Our course for Amnesty International, for example, focused on humanising mental health patients. The strategy was simple: present them as people. Not saviours, or psychos, or seductresses, just normal people with friends, jobs and hobbies, who you love, care for and are occasionally annoyed by.
The course takes you through the life of several characters, showing them shopping, working, and engaging in all the minutiae of everyday life. Whilst this might not make as thrilling a plot as “schizophrenic psycho clown”, what it does do, is create a connection between the learner and the character, and works on inspiring empathy, identification and humanism instead of fear.
And then, just to make sure the message was clear, we took the characters…
and emphasised that they are real human beings:
This careful humanising approach allowed Amnesty International’s mental health professionals to help break down stigma. These were professionals, familiar with what’s at stake, but even they need reminding that there’s a person behind every story or statistic.
Another initiative we created concerning mental health, one that we’re particularly proud of, is the campaign we ran to make maternal mental health Everyone’s Business. A web-based approach alongside the team at Everyone’s Business sought to tackle an issue that flies under the radar, despite as many as 9-16% of women in the UK experiencing postpartum depression at some point. Eight months after the campaign was launched, the UK government allocated £75 million of new funding to maternal mental health.

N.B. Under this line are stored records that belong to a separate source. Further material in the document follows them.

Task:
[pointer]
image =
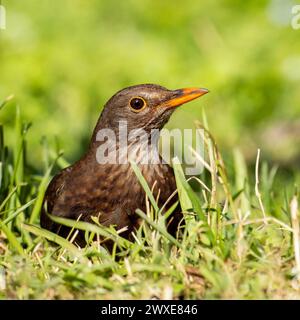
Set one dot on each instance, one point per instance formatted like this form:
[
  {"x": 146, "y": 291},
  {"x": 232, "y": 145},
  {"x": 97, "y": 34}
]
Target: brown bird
[{"x": 102, "y": 183}]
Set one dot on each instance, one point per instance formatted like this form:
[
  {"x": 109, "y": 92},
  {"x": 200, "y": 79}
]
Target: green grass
[{"x": 240, "y": 239}]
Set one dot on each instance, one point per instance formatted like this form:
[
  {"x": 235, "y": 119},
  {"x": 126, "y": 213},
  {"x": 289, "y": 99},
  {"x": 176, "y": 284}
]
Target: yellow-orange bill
[{"x": 183, "y": 96}]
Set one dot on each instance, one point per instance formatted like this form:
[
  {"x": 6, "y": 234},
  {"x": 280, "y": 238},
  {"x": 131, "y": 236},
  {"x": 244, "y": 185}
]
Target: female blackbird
[{"x": 102, "y": 183}]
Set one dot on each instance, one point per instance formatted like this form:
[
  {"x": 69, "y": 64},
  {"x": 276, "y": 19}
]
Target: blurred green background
[{"x": 63, "y": 59}]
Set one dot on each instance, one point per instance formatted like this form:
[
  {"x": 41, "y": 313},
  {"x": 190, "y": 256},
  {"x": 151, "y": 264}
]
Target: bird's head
[{"x": 146, "y": 106}]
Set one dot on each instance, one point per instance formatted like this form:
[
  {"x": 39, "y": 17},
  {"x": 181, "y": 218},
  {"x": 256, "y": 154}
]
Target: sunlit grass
[{"x": 240, "y": 238}]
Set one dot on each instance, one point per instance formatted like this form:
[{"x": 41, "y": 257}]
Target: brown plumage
[{"x": 111, "y": 191}]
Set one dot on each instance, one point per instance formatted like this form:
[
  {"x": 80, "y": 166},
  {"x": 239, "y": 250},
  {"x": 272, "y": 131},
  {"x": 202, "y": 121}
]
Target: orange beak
[{"x": 182, "y": 96}]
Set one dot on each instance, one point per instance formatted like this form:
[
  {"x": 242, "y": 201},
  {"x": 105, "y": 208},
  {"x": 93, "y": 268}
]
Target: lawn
[
  {"x": 60, "y": 61},
  {"x": 240, "y": 239}
]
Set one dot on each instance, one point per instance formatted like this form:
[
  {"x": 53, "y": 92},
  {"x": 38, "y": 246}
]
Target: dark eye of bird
[{"x": 137, "y": 104}]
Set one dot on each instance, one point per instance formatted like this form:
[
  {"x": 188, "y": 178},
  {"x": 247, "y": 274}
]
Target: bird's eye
[{"x": 137, "y": 104}]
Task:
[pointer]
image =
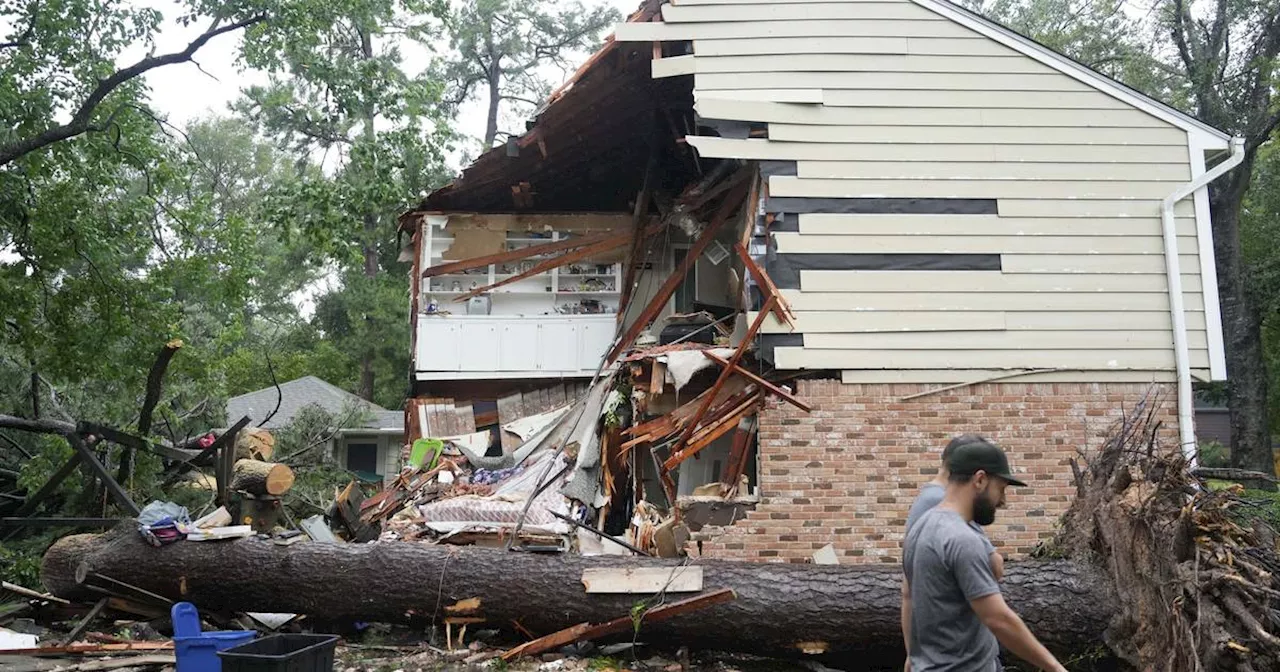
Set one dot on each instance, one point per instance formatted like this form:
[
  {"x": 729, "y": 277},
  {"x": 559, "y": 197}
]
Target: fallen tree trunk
[
  {"x": 259, "y": 478},
  {"x": 780, "y": 608}
]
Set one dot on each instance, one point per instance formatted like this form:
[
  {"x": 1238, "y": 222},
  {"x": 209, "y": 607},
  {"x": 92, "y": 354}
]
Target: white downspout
[{"x": 1173, "y": 270}]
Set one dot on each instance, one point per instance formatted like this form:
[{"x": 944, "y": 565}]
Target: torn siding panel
[
  {"x": 981, "y": 280},
  {"x": 923, "y": 224},
  {"x": 981, "y": 152},
  {"x": 997, "y": 170},
  {"x": 944, "y": 359},
  {"x": 748, "y": 12},
  {"x": 999, "y": 301},
  {"x": 673, "y": 32},
  {"x": 913, "y": 117},
  {"x": 1024, "y": 245}
]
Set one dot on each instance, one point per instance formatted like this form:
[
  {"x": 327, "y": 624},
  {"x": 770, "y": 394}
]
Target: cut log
[
  {"x": 255, "y": 443},
  {"x": 259, "y": 478},
  {"x": 853, "y": 609}
]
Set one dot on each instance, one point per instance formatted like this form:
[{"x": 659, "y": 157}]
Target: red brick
[{"x": 860, "y": 456}]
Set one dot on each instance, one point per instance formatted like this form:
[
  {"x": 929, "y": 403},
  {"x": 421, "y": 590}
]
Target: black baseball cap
[{"x": 981, "y": 455}]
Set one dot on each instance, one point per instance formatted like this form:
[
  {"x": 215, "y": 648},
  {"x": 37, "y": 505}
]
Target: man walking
[
  {"x": 933, "y": 492},
  {"x": 956, "y": 618}
]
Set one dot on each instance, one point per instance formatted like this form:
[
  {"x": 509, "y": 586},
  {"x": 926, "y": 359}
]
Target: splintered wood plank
[
  {"x": 513, "y": 255},
  {"x": 760, "y": 382},
  {"x": 643, "y": 580}
]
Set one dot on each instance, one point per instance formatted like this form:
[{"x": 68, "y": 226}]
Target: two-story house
[{"x": 973, "y": 232}]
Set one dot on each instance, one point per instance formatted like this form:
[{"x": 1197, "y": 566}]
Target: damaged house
[{"x": 755, "y": 263}]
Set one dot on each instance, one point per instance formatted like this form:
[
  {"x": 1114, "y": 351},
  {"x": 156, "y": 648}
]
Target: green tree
[
  {"x": 1216, "y": 60},
  {"x": 499, "y": 46},
  {"x": 342, "y": 91}
]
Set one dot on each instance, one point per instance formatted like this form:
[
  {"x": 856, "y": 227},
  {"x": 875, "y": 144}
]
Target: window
[
  {"x": 688, "y": 289},
  {"x": 362, "y": 457}
]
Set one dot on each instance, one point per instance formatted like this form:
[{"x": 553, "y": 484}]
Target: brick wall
[{"x": 848, "y": 472}]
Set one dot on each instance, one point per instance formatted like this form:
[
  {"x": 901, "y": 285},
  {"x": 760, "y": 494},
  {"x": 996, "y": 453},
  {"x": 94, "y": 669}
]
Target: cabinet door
[
  {"x": 558, "y": 346},
  {"x": 519, "y": 347},
  {"x": 480, "y": 346},
  {"x": 594, "y": 339},
  {"x": 438, "y": 344}
]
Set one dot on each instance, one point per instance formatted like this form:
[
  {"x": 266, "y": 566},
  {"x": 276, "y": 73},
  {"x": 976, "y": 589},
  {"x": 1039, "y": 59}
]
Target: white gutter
[{"x": 1174, "y": 273}]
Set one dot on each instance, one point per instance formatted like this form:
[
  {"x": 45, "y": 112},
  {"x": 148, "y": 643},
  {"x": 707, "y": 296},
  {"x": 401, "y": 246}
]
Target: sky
[{"x": 188, "y": 91}]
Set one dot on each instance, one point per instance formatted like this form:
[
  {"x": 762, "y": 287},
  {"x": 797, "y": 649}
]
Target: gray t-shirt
[
  {"x": 946, "y": 567},
  {"x": 931, "y": 496}
]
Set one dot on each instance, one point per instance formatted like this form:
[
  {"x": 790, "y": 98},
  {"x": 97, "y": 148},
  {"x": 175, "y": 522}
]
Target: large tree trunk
[
  {"x": 780, "y": 608},
  {"x": 1242, "y": 327}
]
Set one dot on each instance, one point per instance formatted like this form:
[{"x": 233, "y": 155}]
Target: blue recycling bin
[{"x": 196, "y": 650}]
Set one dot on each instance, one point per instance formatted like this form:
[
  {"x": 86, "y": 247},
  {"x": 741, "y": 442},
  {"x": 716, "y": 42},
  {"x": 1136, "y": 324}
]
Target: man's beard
[{"x": 983, "y": 510}]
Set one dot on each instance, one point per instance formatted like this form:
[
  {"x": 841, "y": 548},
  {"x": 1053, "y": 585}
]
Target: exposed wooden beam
[
  {"x": 612, "y": 242},
  {"x": 515, "y": 255},
  {"x": 726, "y": 373}
]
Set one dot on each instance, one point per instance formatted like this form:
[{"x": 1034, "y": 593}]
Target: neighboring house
[
  {"x": 370, "y": 446},
  {"x": 967, "y": 224}
]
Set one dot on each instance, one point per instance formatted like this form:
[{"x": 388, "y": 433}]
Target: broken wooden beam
[
  {"x": 622, "y": 624},
  {"x": 778, "y": 392},
  {"x": 781, "y": 309},
  {"x": 726, "y": 373},
  {"x": 545, "y": 265}
]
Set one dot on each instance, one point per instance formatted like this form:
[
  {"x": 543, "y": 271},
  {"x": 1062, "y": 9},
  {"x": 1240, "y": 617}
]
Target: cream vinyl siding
[{"x": 888, "y": 99}]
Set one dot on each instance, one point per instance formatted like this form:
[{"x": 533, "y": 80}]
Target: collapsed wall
[{"x": 846, "y": 472}]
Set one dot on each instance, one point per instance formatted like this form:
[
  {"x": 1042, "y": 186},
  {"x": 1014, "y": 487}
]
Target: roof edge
[{"x": 1215, "y": 137}]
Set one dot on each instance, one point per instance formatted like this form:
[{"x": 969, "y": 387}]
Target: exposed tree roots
[{"x": 1196, "y": 590}]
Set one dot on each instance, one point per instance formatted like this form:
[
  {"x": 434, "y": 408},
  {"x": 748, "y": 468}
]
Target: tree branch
[
  {"x": 80, "y": 122},
  {"x": 37, "y": 426}
]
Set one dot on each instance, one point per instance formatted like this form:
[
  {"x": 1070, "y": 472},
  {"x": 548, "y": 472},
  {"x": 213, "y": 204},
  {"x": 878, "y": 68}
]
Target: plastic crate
[
  {"x": 196, "y": 650},
  {"x": 282, "y": 653}
]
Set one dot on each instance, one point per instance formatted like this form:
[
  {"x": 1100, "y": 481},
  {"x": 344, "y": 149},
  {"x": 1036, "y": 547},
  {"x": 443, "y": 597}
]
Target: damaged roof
[{"x": 588, "y": 145}]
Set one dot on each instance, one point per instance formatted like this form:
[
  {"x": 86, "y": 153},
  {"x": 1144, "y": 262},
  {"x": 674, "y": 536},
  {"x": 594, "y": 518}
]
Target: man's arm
[
  {"x": 906, "y": 624},
  {"x": 1013, "y": 632},
  {"x": 997, "y": 565}
]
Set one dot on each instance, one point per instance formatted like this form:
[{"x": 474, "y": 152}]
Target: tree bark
[
  {"x": 1242, "y": 328},
  {"x": 261, "y": 478},
  {"x": 845, "y": 611}
]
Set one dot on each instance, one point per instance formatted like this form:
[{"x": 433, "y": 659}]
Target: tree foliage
[{"x": 501, "y": 46}]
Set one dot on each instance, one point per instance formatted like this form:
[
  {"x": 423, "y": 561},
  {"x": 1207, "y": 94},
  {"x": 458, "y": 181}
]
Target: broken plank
[
  {"x": 643, "y": 580},
  {"x": 545, "y": 265},
  {"x": 30, "y": 593},
  {"x": 85, "y": 622},
  {"x": 725, "y": 374},
  {"x": 659, "y": 300},
  {"x": 548, "y": 643},
  {"x": 513, "y": 255},
  {"x": 92, "y": 648},
  {"x": 585, "y": 631},
  {"x": 781, "y": 393}
]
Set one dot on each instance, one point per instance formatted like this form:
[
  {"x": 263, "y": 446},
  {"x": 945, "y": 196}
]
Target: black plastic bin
[{"x": 282, "y": 653}]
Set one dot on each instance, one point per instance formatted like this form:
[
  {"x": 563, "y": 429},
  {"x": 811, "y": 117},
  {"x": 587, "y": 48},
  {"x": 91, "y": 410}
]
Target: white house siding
[{"x": 890, "y": 101}]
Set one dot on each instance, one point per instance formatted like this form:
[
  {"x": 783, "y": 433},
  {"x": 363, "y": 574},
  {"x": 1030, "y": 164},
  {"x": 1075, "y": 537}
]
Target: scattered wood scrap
[{"x": 586, "y": 631}]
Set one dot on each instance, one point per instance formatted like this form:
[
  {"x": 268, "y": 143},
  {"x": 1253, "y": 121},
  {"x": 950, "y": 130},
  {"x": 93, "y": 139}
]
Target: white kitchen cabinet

This is evidence that real awareness driven by accurate portrayal of mental health issues does lead to results.
By avoiding the shallow sensationalism that’s so prevalent in everyday media, digital learning can work to transform not just the way people think about mental health issues, but also how they act towards the people affected by them, and ultimately change the law. It can highlight how those suffering from mental health issue are people, not just patients.